A press release from our sharp, maladroit friend George "The Shark" Macbeth

The Black Tambourines, are not:
A group of percussionists
A beck cover act or
A plural of the seminal 80’s noise band

What they are is Cornwall’s premier surf-rock band. The lineup is: Jake Willbourne, the formidably creative punk Buddhist who croons, yelps and plays bass, Paddy Staccpoole the taciturn guitarist who catcalls, paints, sings and rarely smiles, Jim Sibley the urbane drummer and keen cyclist who defies every tub-thumping stereotype going and Josh Spencer the languid hip-hop enthusiast who’s wall of guitar noise unifies the group.

The fourtet emerged in a puff of weed smoke from the primordial soup of Truro College’s music course and began to notch up regular appearances at gig’s put on by the tireless promoters at Duelling Kazoo’s and Dirty Sunday’s. After only a series of gigs the band began to generate real excitement amongst local music fans, as people flocked eager to witness the risk and energy of genuine rocknroll. For too long the Cornish had been limited to yawning through sets of either post-hardcore macho posturing or banal surf-songwriters at local gigs, so the arrival of the BT’s sent a strain of enthusiasm through the college populations.

Having recorded their eponymous first EP themselves in a hazy week last summer and finished college they set about consolidating the attention that surrounded them in more hectic performances. The songs on the ep deal with: unwanted attention ‘I don’t want to be yr lover’ the affectations of a local hipster ‘tommy’ and sticking two fingers up other peoples expectations ‘I can’t surf’ (and wishing happy birthday to paddy’s dad) All of this wrapped up in their rad and raucous blend of lo-fi garage. Achievements to date include their split seven inch on up and coming south-west imprint ART IS HARD RECORDS with like-minded Exeter dudes New Year’s Evil, with whom they shared a ferocious gig at Exeter cavern and are planning a Spring tour. Having shared a stage with acts like Jeff the Brotherhood and The Automatic (in steeply descending order of brilliance) and hosted their own smoky/strobe-lit gigs emblazoned in projected visuals of skateboarding, the band rarely turn in a dull show.
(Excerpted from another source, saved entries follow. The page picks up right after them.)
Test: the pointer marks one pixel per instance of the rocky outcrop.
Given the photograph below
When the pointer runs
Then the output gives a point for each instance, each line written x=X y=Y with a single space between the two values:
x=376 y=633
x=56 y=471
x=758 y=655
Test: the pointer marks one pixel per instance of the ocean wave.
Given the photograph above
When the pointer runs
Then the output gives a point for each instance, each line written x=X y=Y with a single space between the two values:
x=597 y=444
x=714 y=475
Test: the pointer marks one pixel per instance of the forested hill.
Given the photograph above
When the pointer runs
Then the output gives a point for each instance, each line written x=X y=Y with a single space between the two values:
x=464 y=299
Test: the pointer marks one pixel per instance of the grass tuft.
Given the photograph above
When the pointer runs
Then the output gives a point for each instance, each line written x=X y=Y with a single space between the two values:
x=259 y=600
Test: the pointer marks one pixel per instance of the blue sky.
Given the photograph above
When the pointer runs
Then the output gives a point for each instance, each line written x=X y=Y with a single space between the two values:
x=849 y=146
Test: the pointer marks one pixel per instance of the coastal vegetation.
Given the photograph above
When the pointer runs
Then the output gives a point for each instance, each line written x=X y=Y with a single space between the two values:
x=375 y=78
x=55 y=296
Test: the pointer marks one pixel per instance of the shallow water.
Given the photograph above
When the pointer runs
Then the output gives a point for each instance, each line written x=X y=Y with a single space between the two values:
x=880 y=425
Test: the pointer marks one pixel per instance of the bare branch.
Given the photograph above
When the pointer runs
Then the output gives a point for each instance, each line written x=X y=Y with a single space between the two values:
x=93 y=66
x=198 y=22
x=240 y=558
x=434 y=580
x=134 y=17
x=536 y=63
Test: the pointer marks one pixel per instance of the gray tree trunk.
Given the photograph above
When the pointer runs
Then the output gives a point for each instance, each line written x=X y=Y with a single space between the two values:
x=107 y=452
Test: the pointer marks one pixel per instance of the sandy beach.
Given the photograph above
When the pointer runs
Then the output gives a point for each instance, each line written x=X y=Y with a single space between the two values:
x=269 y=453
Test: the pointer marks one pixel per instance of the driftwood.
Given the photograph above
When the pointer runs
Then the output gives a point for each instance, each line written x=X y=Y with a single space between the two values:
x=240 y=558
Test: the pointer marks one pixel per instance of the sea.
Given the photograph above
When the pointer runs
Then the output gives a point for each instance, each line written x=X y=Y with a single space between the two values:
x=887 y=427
Perhaps the best crystallization of the disparate influences that are fused in the Black Tambourines circuits is their most recent ‘HOMBRE’ Ep (again self-issued & recorded). The EP does away with the murkiness of its predecessor to reveal the sheer strength of their current set of songs that now share triple vocal duties between Spencer, Jake and Paddy. As the songs clearly show, the BT’s don’t shy away from melody- and songs like ‘Vitamin D’ with its final emphatic refrain demonstrate their love for the likes of Brian Wilson. This isn’t a band likely to buckle to musical orthodoxy or one that can’t evolve. No, this music defies the homogenization of your standard listening experience to present you pure, undignified creativity at its most intact, affecting and downright fun.